Sunday, November 30, 2008

November 30th.

Friday November 30th. 1923

Frost
At home
E. Mayes & J. Howe & myself topping up Shed in Stackyard in the morning.
Start ploughing pea land in 12 acres in the afternoon

from Farm Work for the Year
November
Stock Farm:
Cattle in the feeding stalls and sheep in the folds are being fed liberally, where beef or mutton is the end in view.The former are receiving cut or pulped swedes along with chaff, and their cake and meal is being gradually increased up to perhaps 6 or 8 lb. a day. Sheep also may be eating 1 lb. of cake or beans along with their chaff, and perhaps 20 lb. of roots in their troughs daily.
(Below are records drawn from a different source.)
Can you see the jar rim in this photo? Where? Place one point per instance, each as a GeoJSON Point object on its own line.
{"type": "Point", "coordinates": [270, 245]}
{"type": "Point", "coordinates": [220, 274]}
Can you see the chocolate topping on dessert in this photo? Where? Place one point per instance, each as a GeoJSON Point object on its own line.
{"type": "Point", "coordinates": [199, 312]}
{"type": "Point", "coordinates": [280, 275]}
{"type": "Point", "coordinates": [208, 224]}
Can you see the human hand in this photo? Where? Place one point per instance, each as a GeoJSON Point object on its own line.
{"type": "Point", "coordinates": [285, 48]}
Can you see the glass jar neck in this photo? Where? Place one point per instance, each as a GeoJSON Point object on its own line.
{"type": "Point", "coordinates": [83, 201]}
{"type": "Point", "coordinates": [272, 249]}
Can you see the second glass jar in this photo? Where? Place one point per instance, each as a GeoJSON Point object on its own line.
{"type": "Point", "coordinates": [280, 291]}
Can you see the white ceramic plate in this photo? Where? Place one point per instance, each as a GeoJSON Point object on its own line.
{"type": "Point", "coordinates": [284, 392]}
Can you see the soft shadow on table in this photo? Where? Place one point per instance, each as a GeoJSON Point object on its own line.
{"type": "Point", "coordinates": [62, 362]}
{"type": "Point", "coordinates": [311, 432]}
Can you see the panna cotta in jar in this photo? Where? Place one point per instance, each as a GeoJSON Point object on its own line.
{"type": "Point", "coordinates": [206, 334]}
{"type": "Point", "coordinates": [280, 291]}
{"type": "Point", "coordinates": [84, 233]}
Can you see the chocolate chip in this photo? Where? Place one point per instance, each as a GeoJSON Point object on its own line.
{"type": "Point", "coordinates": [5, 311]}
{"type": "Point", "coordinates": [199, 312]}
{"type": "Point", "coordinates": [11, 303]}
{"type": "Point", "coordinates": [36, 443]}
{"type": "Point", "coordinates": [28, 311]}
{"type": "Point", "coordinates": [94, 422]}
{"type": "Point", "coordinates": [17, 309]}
In the dairy, as the grass fails, cows may receive hay as fodder in the fields, or be tied up in cow-houses, receiving cabbage or roots along with hay and straw chaff. Cheese-making comes to an end, and the milk of any lately-calved cows, or cows purchased for their winter milk, is sold directly to the consumer, the yield being stimulated by good feeding of all kinds, including grains and cake and meal. Store pigs are fed on turnips and bran, and fatting pigs on turnips, potatoes, and bean-meal.
Special Subjects:
Fences are planted, mended, cut, and laid this month; posts and rails should be repaired. Work in the hop grounds include draining, sorting, and repointing poles, and planting. Osiers may be cut this month. The teazel land receives a shallow digging between the rows of young plants. In water meadows, furrows, surface drains, hatches, etc., are all completed and irrigation commenced by those who have water at command.